Indeed, despite the glowing public accolades they had received in 2012 when they boasted of America’s enormous economic and institutional superiority over China, many powerful elements of the DC establishment quickly concluded that such braggadocio was completely unwarranted. Within just a couple of years, our political elites became so alarmed at China’s seemingly unstoppable economic rise that they began reorienting America’s entire global strategy towards containing that country, whose growing power seemed likely to challenge our worldwide hegemony. I discussed that geopolitical watershed in a recent article.
- American Pravda: A Rising China Faces the West
Ron Unz • The Unz Review • August 19, 2024 • 9,600 Words
Moreover, as I recently reread portions of their 2012 bestseller, I noticed that Acemoglu and Robinson argued that China’s great economic progress had almost entirely been based upon copying Western products. According to them, the Chinese were merely following in our technological wake, so they were unlikely to produce future innovations of their own, and would be doomed to second-rate status. For decades, this sort of comforting myth has been a staple of arrogant Americans regarding those countries that challenged our primacy, and it has certainly proven entirely false in the case of our Chinese competitor, which now leads the world in numerous important technologies, including batteries, electric vehicles, and quantum computing.

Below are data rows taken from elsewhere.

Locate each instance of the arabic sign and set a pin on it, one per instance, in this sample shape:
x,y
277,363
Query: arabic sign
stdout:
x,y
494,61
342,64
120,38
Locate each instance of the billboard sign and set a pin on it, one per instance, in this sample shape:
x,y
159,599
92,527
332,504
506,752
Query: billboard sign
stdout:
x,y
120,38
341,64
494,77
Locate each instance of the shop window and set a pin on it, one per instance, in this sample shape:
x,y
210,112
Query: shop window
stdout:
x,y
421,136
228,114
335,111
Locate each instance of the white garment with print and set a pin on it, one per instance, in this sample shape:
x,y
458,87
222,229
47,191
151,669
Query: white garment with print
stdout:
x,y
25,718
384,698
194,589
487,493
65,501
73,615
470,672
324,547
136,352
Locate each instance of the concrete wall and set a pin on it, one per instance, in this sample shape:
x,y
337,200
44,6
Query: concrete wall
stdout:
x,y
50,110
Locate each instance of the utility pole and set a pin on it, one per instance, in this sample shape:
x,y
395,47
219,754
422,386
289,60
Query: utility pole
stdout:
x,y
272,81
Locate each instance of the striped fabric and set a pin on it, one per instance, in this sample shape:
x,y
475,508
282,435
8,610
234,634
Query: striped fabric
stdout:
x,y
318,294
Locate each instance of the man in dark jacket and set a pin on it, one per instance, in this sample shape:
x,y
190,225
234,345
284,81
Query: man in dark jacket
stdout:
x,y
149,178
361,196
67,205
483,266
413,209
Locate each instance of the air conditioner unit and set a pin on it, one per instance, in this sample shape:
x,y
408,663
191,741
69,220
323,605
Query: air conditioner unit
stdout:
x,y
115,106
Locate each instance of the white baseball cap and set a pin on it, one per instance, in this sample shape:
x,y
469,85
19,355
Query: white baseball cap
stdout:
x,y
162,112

Those who loosely apply superlatives in order to attract undeserved attention should be criticized. But such statements are entirely warranted in the case of China’s economic and technological rise, which seems unprecedented in all of human history. One would think that economists such as Acemoglu and Robinson who failed to recognize the dramatic events unfolding before their very eyes would lose credibility with their peers, but apparently that has not been the case, at least with regard to those prestigious international bodies that are totally dominated by the West’s reigning neoliberal economic establishment.
Meanwhile, that same economic establishment has successfully sheltered its illusions within the propaganda-bubble created by its closely-allied Western media organs. Declining regimes such as that of the old Soviet Union often require their captive media outlets to hide embarrassing facts, and in the case of the West, that effort is made much easier because the global informational landscape has been totally dominated for generations by the Western media.
So anyone casually reading our elite or mainstream media outlets would get the distinct impression that China’s recent 5% real economic growth rate is far below the 1% or 2% enjoyed by the American-led bloc. But despite such concealment and obfuscation, in the real world, 5 is always larger than 1 or 2, and that difference is even starker in real per capita economic growth or if we restricted our focus to the productive sectors of the two economies.